I'm glad to see that the story about how McCain break the rules (certainly) and cheated (possibly) at the Rick Warren event is picking up steam. Megan McArdle thinks it's a mistake for Obama's folks to make a charge they can't prove, but I think that misses the point.
Yes, no one can prove that McCain cheated, but there's no doubt that McCain broke the rules that were designed to make it hard for him to cheat. Do we really need another President who thinks rules apply only to other people?
John Sargent, commenting on Megan's post, nails it:
1. McCain promised to be in the cone of silence. He broke that promise.2. When asked about the cone of silence by Rick Warren, the pastor of the church whose debate he was attending, McCain lied about having broken his promise to be in the cone of silence.
3. When exposed as having broken his promise to be in the cone of silence and lying about it on national television, McCain's campaign insisted he could not have cheated because he is a war hero, notwithstanding the fact that he had just been caught breaking a promise and lying about it on national television to man of faith in his own church.
4. Whether he cheated or not, it is a fact that McCain had the opportunity to cheat.
Isn't this obviously a loss for McCain? This doesn't look like straight-talk to me. Frankly, I didn't get to catch the Saddleback debate when it first happened, and I watched it after hearing McCain may have cheated. His performance didn't look so good when I suspected the performer was a cheating liar.
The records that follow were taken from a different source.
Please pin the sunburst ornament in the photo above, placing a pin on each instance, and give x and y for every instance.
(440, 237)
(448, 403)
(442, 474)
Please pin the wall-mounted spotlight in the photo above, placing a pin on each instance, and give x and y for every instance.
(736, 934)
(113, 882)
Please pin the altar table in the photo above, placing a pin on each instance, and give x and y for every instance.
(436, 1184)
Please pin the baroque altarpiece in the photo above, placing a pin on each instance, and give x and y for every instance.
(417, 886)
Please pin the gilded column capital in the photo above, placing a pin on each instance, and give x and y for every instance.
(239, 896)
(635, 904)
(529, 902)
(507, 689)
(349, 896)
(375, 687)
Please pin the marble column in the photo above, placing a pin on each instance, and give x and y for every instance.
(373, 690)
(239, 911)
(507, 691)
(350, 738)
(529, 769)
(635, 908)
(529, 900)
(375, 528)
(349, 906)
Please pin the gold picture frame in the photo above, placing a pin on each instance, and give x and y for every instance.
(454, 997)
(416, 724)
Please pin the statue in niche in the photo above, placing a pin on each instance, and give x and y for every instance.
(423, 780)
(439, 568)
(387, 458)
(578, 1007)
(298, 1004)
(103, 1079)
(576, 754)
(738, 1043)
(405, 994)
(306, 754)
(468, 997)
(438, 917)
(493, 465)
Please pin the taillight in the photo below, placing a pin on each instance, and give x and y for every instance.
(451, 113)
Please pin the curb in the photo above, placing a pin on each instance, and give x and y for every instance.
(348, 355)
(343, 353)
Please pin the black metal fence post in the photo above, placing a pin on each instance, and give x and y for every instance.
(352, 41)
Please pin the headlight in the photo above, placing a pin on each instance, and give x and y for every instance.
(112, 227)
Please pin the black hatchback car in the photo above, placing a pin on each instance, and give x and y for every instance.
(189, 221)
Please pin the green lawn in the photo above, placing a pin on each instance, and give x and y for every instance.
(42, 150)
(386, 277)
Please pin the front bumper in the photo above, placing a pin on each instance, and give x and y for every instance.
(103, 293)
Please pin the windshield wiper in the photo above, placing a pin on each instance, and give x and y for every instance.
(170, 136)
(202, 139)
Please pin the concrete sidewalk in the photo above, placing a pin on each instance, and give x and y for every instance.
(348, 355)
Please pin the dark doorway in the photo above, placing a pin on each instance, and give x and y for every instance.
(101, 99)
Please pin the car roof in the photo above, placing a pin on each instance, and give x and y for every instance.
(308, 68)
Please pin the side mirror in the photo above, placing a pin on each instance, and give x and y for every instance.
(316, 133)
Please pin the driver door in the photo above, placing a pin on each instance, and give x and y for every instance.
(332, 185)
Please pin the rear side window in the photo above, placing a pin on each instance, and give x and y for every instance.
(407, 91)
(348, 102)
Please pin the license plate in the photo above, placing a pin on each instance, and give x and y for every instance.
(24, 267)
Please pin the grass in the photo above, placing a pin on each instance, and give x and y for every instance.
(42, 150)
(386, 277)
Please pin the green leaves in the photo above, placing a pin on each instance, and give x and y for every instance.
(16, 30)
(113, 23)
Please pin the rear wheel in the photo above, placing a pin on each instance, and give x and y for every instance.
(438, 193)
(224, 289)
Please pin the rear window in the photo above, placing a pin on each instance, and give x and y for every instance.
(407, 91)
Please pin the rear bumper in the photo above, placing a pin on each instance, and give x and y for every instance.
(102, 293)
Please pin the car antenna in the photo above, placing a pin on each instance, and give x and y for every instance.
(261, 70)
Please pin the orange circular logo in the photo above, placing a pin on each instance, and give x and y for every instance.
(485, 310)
Is it unfair (or unwise) to imply that McCain cheated when that can't be proven? If you ask me as a person of common sense rather than as a juror, I'm pretty sure he cheated. He's the sort of person who would regard it as funny to cheat as long as he didn't get caught.
Of course candidates run late all the time. But does anyone think that McCain would have "run late" if he'd been up first? No, he would have made sure he got there on time. Someone in the campaign decided either that it was more important to do something else than to get McCain into the "cone of silence" required by the rules, or that it was worth a gamble to get him early access to the questions.
Assume for the moment that McCain was really running late due to circumstances beyond his control. Shouldn't he have 'fessed up to it when Warren mentioned the "cone of silence" rather than going along with the pretense that he was in a room where he couldn't have access to the proceedings by making a joke about trying to listen through the wall? And shouldn't he have kept the spirit of the rules by arranging to go in a car with just his Secret Service driver and no staff members? If he didn't want to cheat, why did he put his honesty in doubt?
So I take McCain's contempt for the rules and his dishonesty as proven, and worth making a fuss about, and the cheating as likely, and therefore not an unfair implication. If McCain hadn't wanted to be suspected of cheating, he shouldn't have put himself in a position where he could cheat without getting caught.
Footnote I agree with Megan about both the ethics and the tactics of asking whether the cross-in-the-dirt incident really happened. Let's drop that one, folks.